BOCALON L’ARMA IN PIÙ
C’erano pochi dubbi, ma la gara del “Bellucci” l’ha testimoniato in pieno: avere Bocalon come terminale offensivo è una risorsa incredibile, che pochissime altre formazioni posso vantare. Il Doge ha dimostrato di saper fare perfettamente ciò per cui è stato acquistato in estate, buttare dentro tutti o quasi i palloni a lui recapitati. Alla prima vera occasione della sua partita, infatti, il veneziano ha timbrato il cartellino con un colpo di testa mortifero, su cui Ricco non ha potuto far niente.
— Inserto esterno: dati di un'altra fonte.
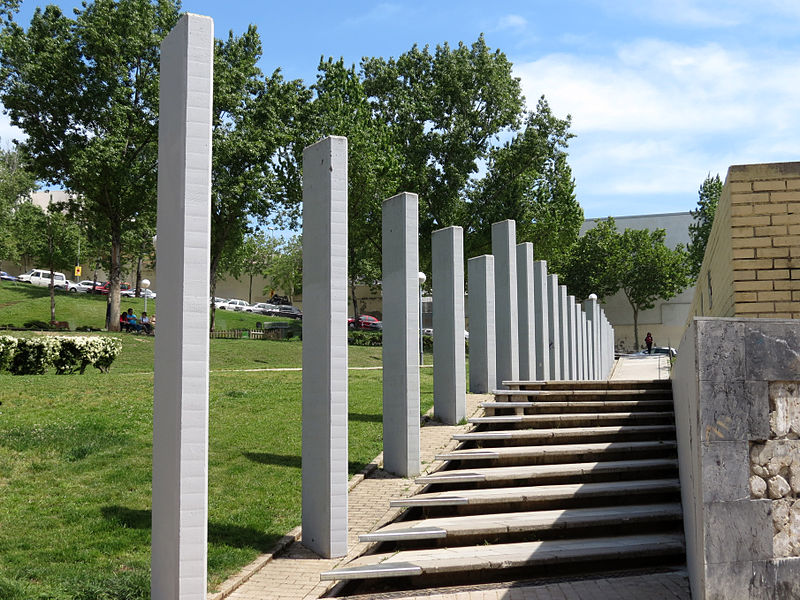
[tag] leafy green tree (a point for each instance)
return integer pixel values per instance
(85, 92)
(590, 267)
(16, 184)
(648, 270)
(254, 149)
(445, 110)
(528, 180)
(341, 107)
(286, 268)
(700, 229)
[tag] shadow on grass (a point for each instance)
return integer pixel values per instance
(218, 533)
(374, 418)
(281, 460)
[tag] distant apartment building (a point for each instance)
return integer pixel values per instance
(667, 319)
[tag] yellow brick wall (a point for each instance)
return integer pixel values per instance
(753, 254)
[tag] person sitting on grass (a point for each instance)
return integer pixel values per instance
(133, 322)
(145, 322)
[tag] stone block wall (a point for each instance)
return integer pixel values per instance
(752, 262)
(736, 385)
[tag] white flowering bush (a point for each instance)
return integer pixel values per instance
(67, 354)
(8, 345)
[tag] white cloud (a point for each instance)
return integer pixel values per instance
(655, 117)
(512, 22)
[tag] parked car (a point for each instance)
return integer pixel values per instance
(85, 286)
(263, 308)
(365, 322)
(41, 278)
(142, 293)
(290, 312)
(233, 304)
(105, 287)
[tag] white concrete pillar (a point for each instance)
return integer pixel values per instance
(563, 332)
(324, 514)
(401, 335)
(504, 240)
(180, 396)
(541, 314)
(592, 317)
(553, 324)
(580, 332)
(572, 354)
(525, 306)
(482, 344)
(449, 361)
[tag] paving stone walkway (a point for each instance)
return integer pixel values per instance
(294, 573)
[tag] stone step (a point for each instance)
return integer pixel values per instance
(611, 384)
(500, 395)
(522, 522)
(556, 405)
(539, 493)
(499, 474)
(559, 432)
(505, 556)
(573, 417)
(534, 452)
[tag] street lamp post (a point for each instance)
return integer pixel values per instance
(145, 284)
(422, 279)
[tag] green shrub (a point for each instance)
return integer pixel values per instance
(67, 354)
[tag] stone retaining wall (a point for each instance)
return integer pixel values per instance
(736, 386)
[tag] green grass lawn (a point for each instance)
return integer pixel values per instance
(75, 462)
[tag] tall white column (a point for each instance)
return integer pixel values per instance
(592, 317)
(525, 306)
(401, 335)
(572, 353)
(563, 332)
(449, 360)
(504, 240)
(553, 327)
(482, 348)
(180, 397)
(541, 314)
(324, 513)
(580, 334)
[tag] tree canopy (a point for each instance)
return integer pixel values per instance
(709, 193)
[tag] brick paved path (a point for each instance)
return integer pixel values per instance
(294, 574)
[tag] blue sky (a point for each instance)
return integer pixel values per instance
(660, 93)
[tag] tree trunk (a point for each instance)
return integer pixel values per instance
(112, 322)
(356, 317)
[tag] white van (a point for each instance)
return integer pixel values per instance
(42, 278)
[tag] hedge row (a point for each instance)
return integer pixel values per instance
(66, 354)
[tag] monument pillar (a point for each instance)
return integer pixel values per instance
(180, 391)
(449, 361)
(324, 512)
(482, 348)
(504, 240)
(401, 335)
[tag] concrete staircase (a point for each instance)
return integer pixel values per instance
(556, 479)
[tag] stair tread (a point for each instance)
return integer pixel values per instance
(607, 416)
(514, 522)
(553, 450)
(532, 471)
(538, 492)
(499, 556)
(507, 434)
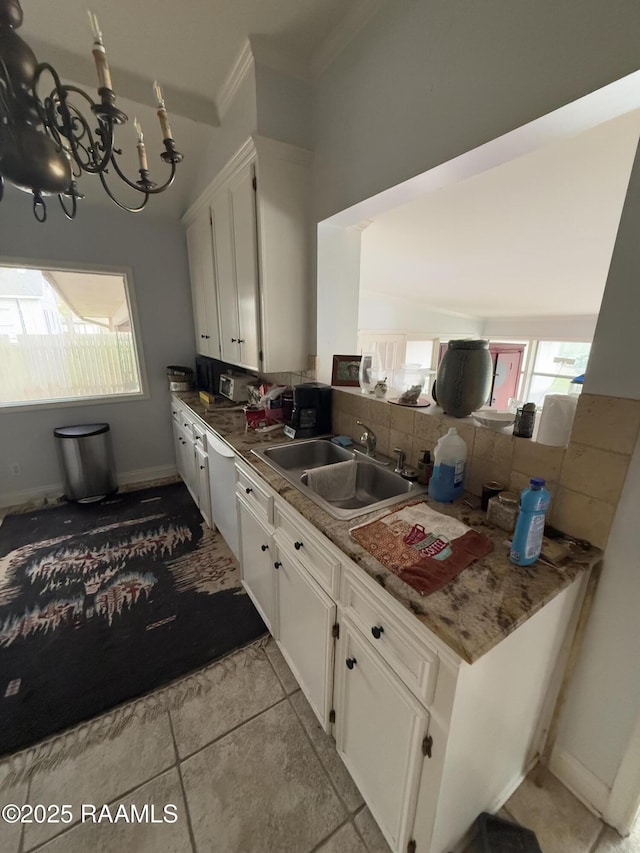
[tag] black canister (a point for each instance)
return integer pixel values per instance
(525, 421)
Certo, è fuori discussione che un attaccate di tale caratura andrebbe servito di più, però sui pochi assist arrivati influisce senza dubbio anche l’inferiorità numerica, che ha obbligato l’Aglianese a giocare per gran parte del tempo una gara diversa rispetto a quella inizialmente preparata da Maraia. Ad ogni modo, fra i vari segnali positivi che i neroverdi possono portarsi via dal derby con la Pistoiese c’è anche questo: Bocalon c’è e ha voglia di fare la differenza…avversarie avvertite.
SPIRITO DI SACRIFICIO
Un aspetto su cui mister Maraia aveva battuto tanto nelle settimane precedenti era quello relativo allo spirito di sacrificio che una squadra come l’Aglianese avrebbe dovuto avere. Per poter pensare in grande, infatti, il modo di interpretare le partite è fondamentale: cosa che contro la Pistoiese non è mancata. Dopo i due cartellini gialli a Bifini il rischio era quello di disunirsi e concedersi totalmente agli arancioni, pericolo scampato grazie all’impeccabile fase di non possesso dei neroverdi, che soprattutto nella ripresa non hanno mai fatto realmente percepire l’inferiorità numerica. Anzi, c’è stato un momento, verso la metà del secondo tempo, in cui l’andamento della partita sembrava sorridere proprio a Marino e compagni, bravissimi ad ingabbiare l’Olandesina senza concedere più di tanto ai rapidi attaccanti di Consonni. Lo stesso Maraia, nel post-partita, ha usato parole forti dicendo che i giocatori avrebbero dovuto essere più soddisfatti di questa prova rispetto a quella andata in scena all’esordio, e conclusa coi tre punti, contro il Borgo San Donnino. Da un certo punto di vista è effettivamente così.
DISATTENZIONI FATALI
Come fa una squadra ben messa in campo, con uno spirito invidiabile e con un bomber come Bocalon a perdere il derby? Grazie, si fa per dire, a degli errori individuali. È parso chiaro a tutti che se la Pistoiese ha vinto tanto del merito è stato proprio dell’Aglianese, nella fattispecie di Bifini e Vilardi. Il primo, schierato da titolare, ha commesso un’assurda ingenuità a metà primo tempo lasciando in dieci i proprio compagni per gran parte del match: la domanda sorge spontanea, in undici contro undici che partita avremmo visto? Per quanto riguarda il giovane portiere, invece, pesano tanto le due indecisioni sui gol di Piscitella e Ferrandino. In occasione dell’1-0 la sua smanacciata è tutt’altro che efficace (diventando anzi un assist per l’ex Rimini), sul 2-0 l’errore sta nella scelta di respingere il pallone in maniera poco convinta, lasciandolo nella disponibilità di uno spiritato Ferrandino. Anche per loro sarà fondamentale mettersi alle spalle l’errore il prima possibile.